Along with issues of abusing myself with food, I came into OA with my glass half-empty, feeling victimized, and resentful about everything.  I am grateful for people at the meetings who had to deal with a newcomer full of deficits, and loved me anyway. I now have a 30 year journey behind me of working the OA 12 Step program, and the OA 12 Step program, working for me.

I started hearing a lot about gratitude in the OA rooms. At that time though, my complaint was “What do I have to be grateful for?” and I’d give a long list of how I was victimized in my life.  I didn’t want to hear anyone else’s gratitude either. Instead of being happy for them, I was jealous. Needless to say, I wasn’t a very happy camper when I arrived at OA. 
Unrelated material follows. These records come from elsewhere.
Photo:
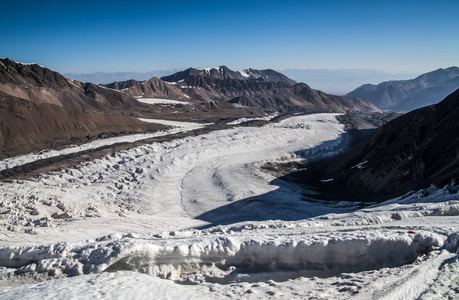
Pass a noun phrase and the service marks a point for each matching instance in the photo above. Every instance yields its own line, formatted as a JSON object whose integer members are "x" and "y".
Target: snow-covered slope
{"x": 126, "y": 226}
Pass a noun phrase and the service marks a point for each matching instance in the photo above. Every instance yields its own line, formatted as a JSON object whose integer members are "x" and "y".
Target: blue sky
{"x": 89, "y": 36}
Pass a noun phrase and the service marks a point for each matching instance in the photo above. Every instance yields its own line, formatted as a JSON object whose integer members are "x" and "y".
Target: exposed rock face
{"x": 410, "y": 94}
{"x": 273, "y": 95}
{"x": 121, "y": 85}
{"x": 26, "y": 126}
{"x": 156, "y": 88}
{"x": 40, "y": 108}
{"x": 223, "y": 72}
{"x": 411, "y": 152}
{"x": 269, "y": 75}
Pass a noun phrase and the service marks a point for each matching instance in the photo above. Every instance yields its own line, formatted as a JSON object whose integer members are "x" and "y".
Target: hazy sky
{"x": 88, "y": 36}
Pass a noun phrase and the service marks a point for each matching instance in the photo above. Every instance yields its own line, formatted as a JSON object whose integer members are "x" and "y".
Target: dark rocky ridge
{"x": 424, "y": 90}
{"x": 26, "y": 126}
{"x": 277, "y": 96}
{"x": 409, "y": 153}
{"x": 41, "y": 109}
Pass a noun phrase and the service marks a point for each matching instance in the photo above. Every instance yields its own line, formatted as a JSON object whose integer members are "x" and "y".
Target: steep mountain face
{"x": 157, "y": 88}
{"x": 121, "y": 85}
{"x": 274, "y": 95}
{"x": 411, "y": 152}
{"x": 223, "y": 72}
{"x": 26, "y": 126}
{"x": 424, "y": 90}
{"x": 268, "y": 75}
{"x": 39, "y": 108}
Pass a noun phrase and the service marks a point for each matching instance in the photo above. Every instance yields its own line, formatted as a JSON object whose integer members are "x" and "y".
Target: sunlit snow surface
{"x": 122, "y": 227}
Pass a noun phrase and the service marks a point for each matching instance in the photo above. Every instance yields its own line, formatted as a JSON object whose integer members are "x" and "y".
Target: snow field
{"x": 167, "y": 180}
{"x": 177, "y": 127}
{"x": 118, "y": 226}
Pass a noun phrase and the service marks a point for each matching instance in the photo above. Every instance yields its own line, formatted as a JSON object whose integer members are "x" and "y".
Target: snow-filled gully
{"x": 108, "y": 222}
{"x": 228, "y": 257}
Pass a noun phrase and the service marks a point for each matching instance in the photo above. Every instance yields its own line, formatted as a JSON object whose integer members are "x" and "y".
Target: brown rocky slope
{"x": 409, "y": 153}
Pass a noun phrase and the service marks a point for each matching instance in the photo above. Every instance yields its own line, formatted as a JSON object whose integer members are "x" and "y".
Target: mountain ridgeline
{"x": 408, "y": 153}
{"x": 39, "y": 108}
{"x": 265, "y": 89}
{"x": 423, "y": 90}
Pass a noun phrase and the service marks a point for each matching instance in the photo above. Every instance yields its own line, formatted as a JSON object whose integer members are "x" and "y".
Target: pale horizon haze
{"x": 141, "y": 36}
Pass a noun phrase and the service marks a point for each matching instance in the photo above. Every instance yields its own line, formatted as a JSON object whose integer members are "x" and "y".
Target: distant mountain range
{"x": 423, "y": 90}
{"x": 342, "y": 81}
{"x": 267, "y": 89}
{"x": 107, "y": 77}
{"x": 408, "y": 153}
{"x": 39, "y": 108}
{"x": 338, "y": 81}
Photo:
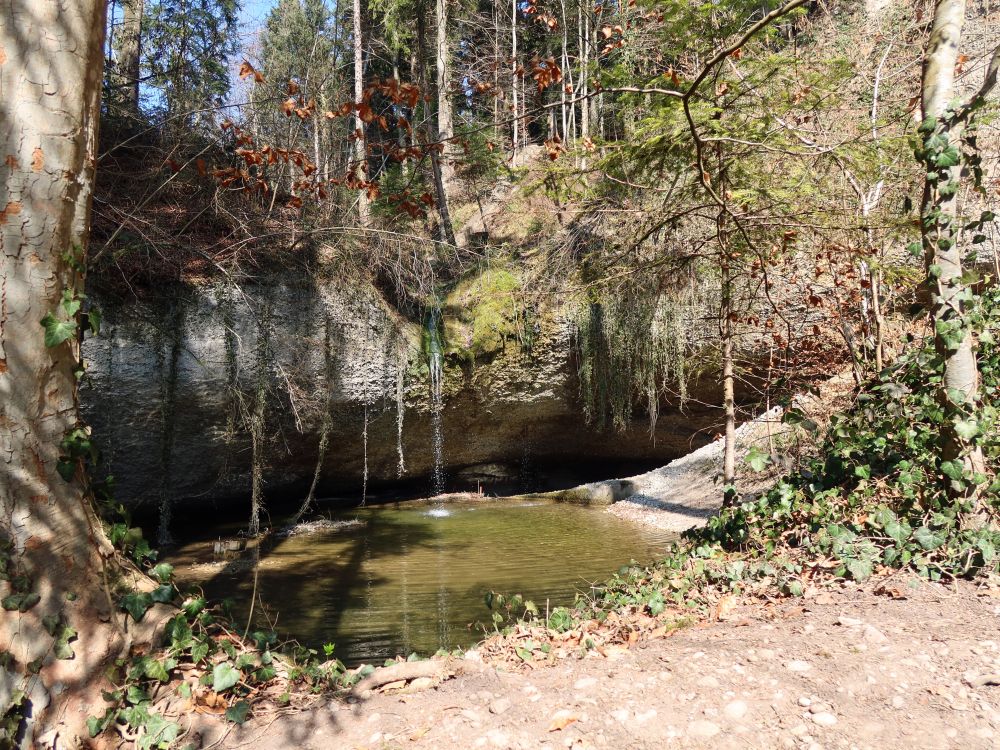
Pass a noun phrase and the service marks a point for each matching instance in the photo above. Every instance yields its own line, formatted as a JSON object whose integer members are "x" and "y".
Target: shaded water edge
{"x": 390, "y": 580}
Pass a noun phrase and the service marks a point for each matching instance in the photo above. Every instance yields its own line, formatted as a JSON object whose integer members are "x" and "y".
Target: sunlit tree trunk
{"x": 513, "y": 75}
{"x": 446, "y": 126}
{"x": 940, "y": 227}
{"x": 445, "y": 171}
{"x": 129, "y": 47}
{"x": 52, "y": 546}
{"x": 360, "y": 149}
{"x": 447, "y": 232}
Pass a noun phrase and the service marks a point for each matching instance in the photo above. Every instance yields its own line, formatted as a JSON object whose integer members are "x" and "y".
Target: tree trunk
{"x": 446, "y": 127}
{"x": 360, "y": 149}
{"x": 445, "y": 169}
{"x": 129, "y": 47}
{"x": 728, "y": 386}
{"x": 513, "y": 76}
{"x": 50, "y": 537}
{"x": 940, "y": 230}
{"x": 447, "y": 232}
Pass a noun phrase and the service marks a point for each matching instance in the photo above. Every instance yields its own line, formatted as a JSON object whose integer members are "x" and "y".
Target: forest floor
{"x": 890, "y": 664}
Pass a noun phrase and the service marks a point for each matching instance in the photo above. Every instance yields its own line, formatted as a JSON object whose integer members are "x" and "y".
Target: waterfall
{"x": 435, "y": 367}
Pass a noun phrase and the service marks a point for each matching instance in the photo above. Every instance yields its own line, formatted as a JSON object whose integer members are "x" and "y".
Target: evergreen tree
{"x": 187, "y": 46}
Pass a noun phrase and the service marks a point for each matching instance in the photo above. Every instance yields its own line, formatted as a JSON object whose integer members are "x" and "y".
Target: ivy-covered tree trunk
{"x": 953, "y": 337}
{"x": 56, "y": 631}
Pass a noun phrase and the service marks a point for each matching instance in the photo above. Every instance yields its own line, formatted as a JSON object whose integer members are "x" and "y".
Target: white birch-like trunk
{"x": 942, "y": 251}
{"x": 513, "y": 76}
{"x": 51, "y": 65}
{"x": 360, "y": 148}
{"x": 129, "y": 47}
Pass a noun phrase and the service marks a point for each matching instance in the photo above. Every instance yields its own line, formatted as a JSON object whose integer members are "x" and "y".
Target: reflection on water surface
{"x": 413, "y": 576}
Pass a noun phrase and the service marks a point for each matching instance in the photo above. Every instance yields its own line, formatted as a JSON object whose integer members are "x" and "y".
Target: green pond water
{"x": 413, "y": 576}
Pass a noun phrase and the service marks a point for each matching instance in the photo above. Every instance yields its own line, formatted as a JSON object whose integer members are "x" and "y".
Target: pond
{"x": 412, "y": 576}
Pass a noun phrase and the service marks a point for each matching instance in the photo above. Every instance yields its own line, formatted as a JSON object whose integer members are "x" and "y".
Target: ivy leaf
{"x": 199, "y": 652}
{"x": 966, "y": 429}
{"x": 757, "y": 459}
{"x": 860, "y": 569}
{"x": 160, "y": 732}
{"x": 237, "y": 712}
{"x": 927, "y": 538}
{"x": 156, "y": 670}
{"x": 656, "y": 604}
{"x": 163, "y": 594}
{"x": 57, "y": 331}
{"x": 136, "y": 604}
{"x": 987, "y": 549}
{"x": 224, "y": 676}
{"x": 899, "y": 531}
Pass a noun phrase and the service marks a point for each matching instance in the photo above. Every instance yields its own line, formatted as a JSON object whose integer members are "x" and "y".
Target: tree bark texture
{"x": 129, "y": 49}
{"x": 360, "y": 149}
{"x": 942, "y": 251}
{"x": 51, "y": 65}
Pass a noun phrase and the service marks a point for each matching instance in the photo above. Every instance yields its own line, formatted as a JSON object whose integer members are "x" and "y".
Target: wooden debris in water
{"x": 320, "y": 524}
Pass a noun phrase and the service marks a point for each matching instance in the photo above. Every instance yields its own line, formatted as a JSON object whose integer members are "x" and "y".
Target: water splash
{"x": 400, "y": 410}
{"x": 435, "y": 365}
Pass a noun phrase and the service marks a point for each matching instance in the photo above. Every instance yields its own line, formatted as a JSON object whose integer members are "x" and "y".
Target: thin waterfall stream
{"x": 435, "y": 366}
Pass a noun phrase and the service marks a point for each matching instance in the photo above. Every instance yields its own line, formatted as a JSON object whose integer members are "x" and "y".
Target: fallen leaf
{"x": 562, "y": 719}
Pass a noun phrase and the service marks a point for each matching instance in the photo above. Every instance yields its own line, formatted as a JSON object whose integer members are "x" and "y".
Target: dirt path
{"x": 846, "y": 669}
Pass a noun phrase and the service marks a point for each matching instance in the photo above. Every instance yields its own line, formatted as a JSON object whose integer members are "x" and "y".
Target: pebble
{"x": 498, "y": 738}
{"x": 500, "y": 706}
{"x": 645, "y": 716}
{"x": 797, "y": 665}
{"x": 735, "y": 710}
{"x": 874, "y": 635}
{"x": 703, "y": 729}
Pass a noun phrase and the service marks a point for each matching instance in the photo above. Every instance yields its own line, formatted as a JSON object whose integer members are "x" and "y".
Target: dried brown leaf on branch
{"x": 247, "y": 70}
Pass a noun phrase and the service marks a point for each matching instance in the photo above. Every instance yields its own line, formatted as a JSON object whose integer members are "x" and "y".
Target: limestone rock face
{"x": 173, "y": 387}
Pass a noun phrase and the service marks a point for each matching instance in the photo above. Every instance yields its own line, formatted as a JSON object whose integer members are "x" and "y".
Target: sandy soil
{"x": 917, "y": 667}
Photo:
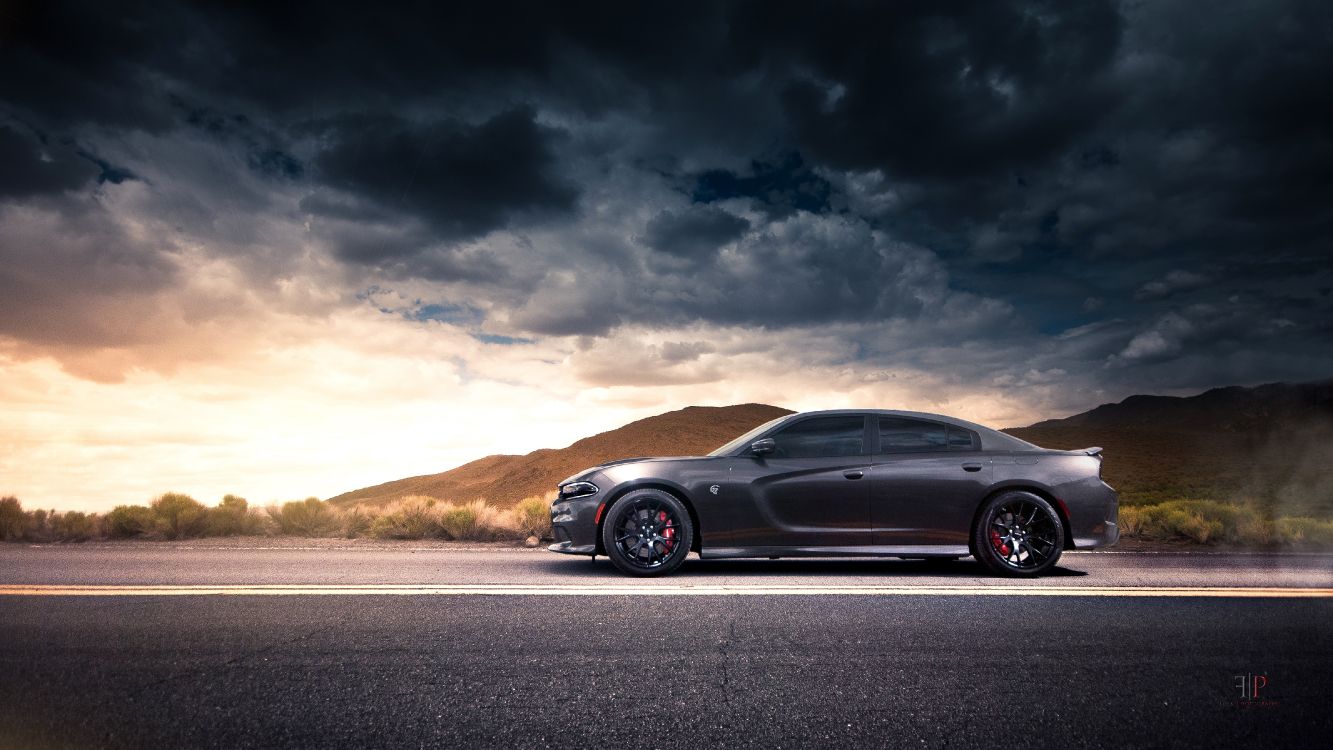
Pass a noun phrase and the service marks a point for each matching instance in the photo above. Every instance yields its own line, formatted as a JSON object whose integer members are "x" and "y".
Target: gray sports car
{"x": 839, "y": 484}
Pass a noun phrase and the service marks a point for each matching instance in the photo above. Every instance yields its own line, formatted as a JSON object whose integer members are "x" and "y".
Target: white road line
{"x": 651, "y": 590}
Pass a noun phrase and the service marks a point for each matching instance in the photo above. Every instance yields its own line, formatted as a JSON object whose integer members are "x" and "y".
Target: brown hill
{"x": 505, "y": 480}
{"x": 1271, "y": 442}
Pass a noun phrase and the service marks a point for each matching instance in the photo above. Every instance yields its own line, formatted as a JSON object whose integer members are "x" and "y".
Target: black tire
{"x": 647, "y": 532}
{"x": 1017, "y": 534}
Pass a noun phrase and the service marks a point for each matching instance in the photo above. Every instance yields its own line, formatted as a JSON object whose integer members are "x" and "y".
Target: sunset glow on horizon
{"x": 253, "y": 261}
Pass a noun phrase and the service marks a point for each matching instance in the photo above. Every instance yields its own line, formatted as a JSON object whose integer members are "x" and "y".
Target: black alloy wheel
{"x": 647, "y": 533}
{"x": 1019, "y": 534}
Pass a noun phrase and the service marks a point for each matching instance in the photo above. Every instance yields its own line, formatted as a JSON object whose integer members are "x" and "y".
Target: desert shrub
{"x": 1205, "y": 521}
{"x": 12, "y": 518}
{"x": 356, "y": 521}
{"x": 125, "y": 521}
{"x": 413, "y": 517}
{"x": 1253, "y": 529}
{"x": 532, "y": 517}
{"x": 75, "y": 526}
{"x": 459, "y": 521}
{"x": 36, "y": 526}
{"x": 1313, "y": 532}
{"x": 309, "y": 517}
{"x": 229, "y": 517}
{"x": 179, "y": 516}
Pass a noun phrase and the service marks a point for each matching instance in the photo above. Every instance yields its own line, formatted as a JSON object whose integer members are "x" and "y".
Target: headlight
{"x": 577, "y": 489}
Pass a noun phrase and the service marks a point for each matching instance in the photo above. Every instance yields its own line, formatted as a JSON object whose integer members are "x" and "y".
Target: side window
{"x": 963, "y": 440}
{"x": 821, "y": 437}
{"x": 899, "y": 434}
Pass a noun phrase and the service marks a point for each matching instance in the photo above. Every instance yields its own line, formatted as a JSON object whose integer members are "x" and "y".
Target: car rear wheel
{"x": 1017, "y": 534}
{"x": 647, "y": 533}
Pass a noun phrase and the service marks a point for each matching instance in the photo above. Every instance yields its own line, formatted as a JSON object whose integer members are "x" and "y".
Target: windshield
{"x": 731, "y": 446}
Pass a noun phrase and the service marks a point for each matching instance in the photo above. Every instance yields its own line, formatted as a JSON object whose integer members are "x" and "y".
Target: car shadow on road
{"x": 696, "y": 568}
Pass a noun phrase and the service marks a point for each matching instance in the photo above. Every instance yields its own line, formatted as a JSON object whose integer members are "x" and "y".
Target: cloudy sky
{"x": 292, "y": 252}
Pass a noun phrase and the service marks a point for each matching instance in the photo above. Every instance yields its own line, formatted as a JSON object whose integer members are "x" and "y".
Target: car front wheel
{"x": 647, "y": 533}
{"x": 1019, "y": 534}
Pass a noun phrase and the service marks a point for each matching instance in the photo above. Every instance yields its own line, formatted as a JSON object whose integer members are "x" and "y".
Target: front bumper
{"x": 573, "y": 522}
{"x": 569, "y": 548}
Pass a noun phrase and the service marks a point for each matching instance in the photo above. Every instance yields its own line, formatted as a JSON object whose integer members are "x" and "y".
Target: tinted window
{"x": 960, "y": 438}
{"x": 821, "y": 437}
{"x": 912, "y": 436}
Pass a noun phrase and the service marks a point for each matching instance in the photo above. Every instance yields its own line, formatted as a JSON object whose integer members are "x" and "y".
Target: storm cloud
{"x": 1007, "y": 176}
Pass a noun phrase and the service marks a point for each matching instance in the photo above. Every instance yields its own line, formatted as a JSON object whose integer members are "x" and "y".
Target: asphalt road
{"x": 736, "y": 668}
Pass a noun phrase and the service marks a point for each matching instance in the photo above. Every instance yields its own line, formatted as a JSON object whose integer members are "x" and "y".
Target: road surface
{"x": 176, "y": 645}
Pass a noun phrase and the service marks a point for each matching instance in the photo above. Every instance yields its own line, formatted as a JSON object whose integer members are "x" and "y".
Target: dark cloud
{"x": 1059, "y": 165}
{"x": 464, "y": 180}
{"x": 33, "y": 168}
{"x": 779, "y": 187}
{"x": 695, "y": 232}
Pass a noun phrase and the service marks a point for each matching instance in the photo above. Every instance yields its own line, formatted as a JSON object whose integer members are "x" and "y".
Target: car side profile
{"x": 844, "y": 484}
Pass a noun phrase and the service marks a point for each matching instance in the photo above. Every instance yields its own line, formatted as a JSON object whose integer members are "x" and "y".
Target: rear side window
{"x": 899, "y": 434}
{"x": 963, "y": 440}
{"x": 821, "y": 437}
I am not that way now. I see now how I have a great life, even at times “beyond my wildest dreams.”  It has taken a 37-year journey in OA to get to the life of gratitude I live now. Early on in program, I did need to recognize the abuse I had suffered as a child and seek healing in other 12 Step groups and therapy, reading self-help books.  This process is not for wimps—I’ve found that it’s a gutsy and courageous and intense life choice to change and recover.  I became willing only after trying all easier, softer ways. 

This is a pitch for gratitude. Mine rolls out easily now. I’m noticing more that it seems to be the top assignment in sponsor-sponsee check-ins to make a daily gratitude list.  Whether gratitude comes easily, or after a long journey as in my case, I count gratitude as a promise of working the OA program.